A very hot place awaits Fidel

In the end, he died like most people do – i.e., old age.  No CIA assassination.  No overthrow.  Just an old man probably connected to a bunch of machines staying alive.    

For most of us Cubans, and the ones who grew up here like me, this is a moment when images fly in your head.  

First, I recall the morning Batista fled and the expectations.  My mother serving us breakfast and my father on the phone talking about the future of Cuba.  The phone did not stop ringing.  My mother kept bringing my father coffee and offering her opinions as well.  The TV was on with constant reports of Cuba.  The Voice of America in Spanish on my father's short wave radio.    

Most importantly, no one that morning had a clue of what would happen to Cuba in a few years.

Second, the Bay of Pigs and the Missile Crisis.  As my mother would joke later: "¡Nosotros los primeros!"  Or loosely translated, we would have been the first ones to go if the missiles were fired.  Thankfully, the missiles were not fired, and my mother's words did not come to pass.

Third, I will always remember the day we left and the look on my mother's face when the plane took off.

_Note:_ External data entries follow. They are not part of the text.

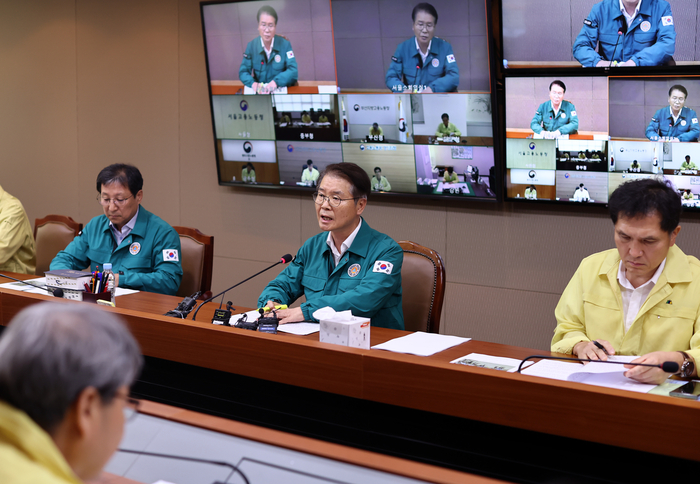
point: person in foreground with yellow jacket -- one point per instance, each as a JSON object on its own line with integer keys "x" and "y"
{"x": 65, "y": 373}
{"x": 642, "y": 299}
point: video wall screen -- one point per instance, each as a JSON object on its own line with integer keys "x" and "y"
{"x": 595, "y": 33}
{"x": 575, "y": 139}
{"x": 403, "y": 89}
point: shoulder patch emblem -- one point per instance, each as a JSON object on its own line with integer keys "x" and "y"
{"x": 383, "y": 266}
{"x": 354, "y": 270}
{"x": 171, "y": 255}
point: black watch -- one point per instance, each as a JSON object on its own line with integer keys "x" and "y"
{"x": 687, "y": 367}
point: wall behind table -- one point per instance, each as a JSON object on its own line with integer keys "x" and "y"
{"x": 89, "y": 83}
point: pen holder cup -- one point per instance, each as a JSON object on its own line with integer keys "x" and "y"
{"x": 92, "y": 297}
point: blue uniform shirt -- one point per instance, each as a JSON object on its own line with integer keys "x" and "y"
{"x": 566, "y": 119}
{"x": 281, "y": 67}
{"x": 649, "y": 41}
{"x": 440, "y": 72}
{"x": 366, "y": 281}
{"x": 685, "y": 129}
{"x": 148, "y": 259}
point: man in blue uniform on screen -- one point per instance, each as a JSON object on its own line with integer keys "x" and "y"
{"x": 555, "y": 117}
{"x": 629, "y": 33}
{"x": 423, "y": 63}
{"x": 349, "y": 265}
{"x": 143, "y": 249}
{"x": 268, "y": 61}
{"x": 676, "y": 122}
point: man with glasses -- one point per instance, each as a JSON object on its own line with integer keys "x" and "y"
{"x": 677, "y": 122}
{"x": 143, "y": 249}
{"x": 348, "y": 266}
{"x": 65, "y": 374}
{"x": 268, "y": 61}
{"x": 423, "y": 63}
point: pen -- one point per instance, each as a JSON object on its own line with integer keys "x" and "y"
{"x": 600, "y": 346}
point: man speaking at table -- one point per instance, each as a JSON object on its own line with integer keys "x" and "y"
{"x": 143, "y": 249}
{"x": 642, "y": 299}
{"x": 348, "y": 266}
{"x": 628, "y": 32}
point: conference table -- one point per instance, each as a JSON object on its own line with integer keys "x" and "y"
{"x": 490, "y": 422}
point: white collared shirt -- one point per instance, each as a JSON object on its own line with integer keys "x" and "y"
{"x": 633, "y": 299}
{"x": 628, "y": 17}
{"x": 344, "y": 246}
{"x": 424, "y": 56}
{"x": 120, "y": 235}
{"x": 272, "y": 45}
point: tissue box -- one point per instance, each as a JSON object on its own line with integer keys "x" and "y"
{"x": 353, "y": 332}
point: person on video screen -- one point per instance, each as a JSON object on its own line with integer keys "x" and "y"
{"x": 629, "y": 32}
{"x": 446, "y": 128}
{"x": 677, "y": 122}
{"x": 555, "y": 117}
{"x": 424, "y": 62}
{"x": 268, "y": 61}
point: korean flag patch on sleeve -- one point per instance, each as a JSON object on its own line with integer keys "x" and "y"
{"x": 383, "y": 266}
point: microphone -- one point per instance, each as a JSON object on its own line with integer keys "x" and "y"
{"x": 190, "y": 459}
{"x": 666, "y": 366}
{"x": 58, "y": 292}
{"x": 285, "y": 259}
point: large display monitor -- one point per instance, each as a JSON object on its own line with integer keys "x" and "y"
{"x": 402, "y": 89}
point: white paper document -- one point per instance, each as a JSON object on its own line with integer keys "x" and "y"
{"x": 421, "y": 344}
{"x": 599, "y": 374}
{"x": 492, "y": 362}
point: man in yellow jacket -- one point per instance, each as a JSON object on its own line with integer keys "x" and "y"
{"x": 65, "y": 373}
{"x": 642, "y": 299}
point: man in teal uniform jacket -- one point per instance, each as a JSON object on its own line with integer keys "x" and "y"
{"x": 628, "y": 32}
{"x": 268, "y": 61}
{"x": 143, "y": 249}
{"x": 424, "y": 62}
{"x": 348, "y": 266}
{"x": 556, "y": 116}
{"x": 676, "y": 122}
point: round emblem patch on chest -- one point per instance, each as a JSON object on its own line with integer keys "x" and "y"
{"x": 354, "y": 270}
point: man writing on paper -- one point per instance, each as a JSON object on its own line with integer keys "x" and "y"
{"x": 143, "y": 249}
{"x": 642, "y": 299}
{"x": 65, "y": 373}
{"x": 348, "y": 266}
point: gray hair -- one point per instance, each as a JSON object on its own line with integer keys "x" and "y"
{"x": 51, "y": 352}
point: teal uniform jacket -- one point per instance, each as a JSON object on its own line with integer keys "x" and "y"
{"x": 151, "y": 268}
{"x": 566, "y": 120}
{"x": 685, "y": 129}
{"x": 440, "y": 71}
{"x": 356, "y": 283}
{"x": 281, "y": 67}
{"x": 649, "y": 41}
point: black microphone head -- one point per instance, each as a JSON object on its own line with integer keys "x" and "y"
{"x": 669, "y": 367}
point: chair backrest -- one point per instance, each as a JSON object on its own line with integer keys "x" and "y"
{"x": 52, "y": 234}
{"x": 197, "y": 260}
{"x": 423, "y": 286}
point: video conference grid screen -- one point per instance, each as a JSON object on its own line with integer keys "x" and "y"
{"x": 426, "y": 129}
{"x": 595, "y": 33}
{"x": 575, "y": 139}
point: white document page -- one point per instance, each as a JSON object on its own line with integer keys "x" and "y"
{"x": 421, "y": 344}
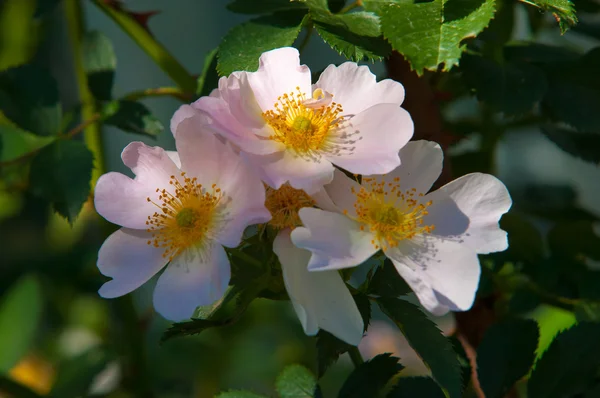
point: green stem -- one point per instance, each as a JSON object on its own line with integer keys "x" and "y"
{"x": 355, "y": 356}
{"x": 92, "y": 134}
{"x": 153, "y": 48}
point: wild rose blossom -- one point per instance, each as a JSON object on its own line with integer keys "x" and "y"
{"x": 181, "y": 208}
{"x": 432, "y": 238}
{"x": 321, "y": 299}
{"x": 294, "y": 131}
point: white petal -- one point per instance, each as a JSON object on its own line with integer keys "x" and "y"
{"x": 126, "y": 257}
{"x": 421, "y": 166}
{"x": 335, "y": 240}
{"x": 279, "y": 168}
{"x": 321, "y": 299}
{"x": 279, "y": 72}
{"x": 443, "y": 273}
{"x": 151, "y": 165}
{"x": 192, "y": 279}
{"x": 356, "y": 88}
{"x": 124, "y": 201}
{"x": 483, "y": 199}
{"x": 340, "y": 190}
{"x": 378, "y": 134}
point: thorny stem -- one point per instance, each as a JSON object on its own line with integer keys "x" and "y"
{"x": 92, "y": 133}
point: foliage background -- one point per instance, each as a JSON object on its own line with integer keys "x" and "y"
{"x": 57, "y": 334}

Most of all, we remember how he destroyed Cuba.  He came to power when Cuba was a very prosperous island with a growing middle class.  It is not that country anymore, as Tim Worstall wrote:

Fidel Castro, the Communist Dictator of Cuba, has died at the age of 90. There have been those, over the decades, who have held him up as some paragon of a new world order, one in which people will not be subservient to either America nor capitalism. The truth is that he visited an economic disaster upon the island nation of Cuba. No, it was not the US, it was not any blockade or embargo, not anything external to Cuba that caused this, it was quite simply the idiocy of the economic policy followed, that socialism, which led to there being near no economic growth at all over the 55 years or so of his rule. What little that did occur happening when the strictest of his rules were relaxed.

It is polite, human and common to withhold criticism of the dead in the immediate aftermath of their demise. But leaving 11 million people grossly poorer than they ought to be in the name of a bankrupt ideology is not the stuff of which hagiographic obituaries are made

He promised elections but kept delaying them.  They never happened.

He denied that he was communist and locked up people like my dad's cousin for publicly saying so.  A bit later, he declared himself a communist but did not release those who called him one.   

In the end, he leaves a poor island with very little hope.  He leaves political prisons, families crushed, and empty store shelves.

What happens now?  This is a great opportunity for President-Elect Trump to demand some real concessions from the island's leadership.

Fidel's death is really the end of communism in Cuba.  Raúl is also an old man and probably won't be around in a few years, either.

Cuba is screaming for change.  Let's hear it and demand real concessions from Raúl Castro.   

And please don't insult the memory of so many by sending a big delegation to his funeral.  Stay away and show your respect for the thousands executed by this regime.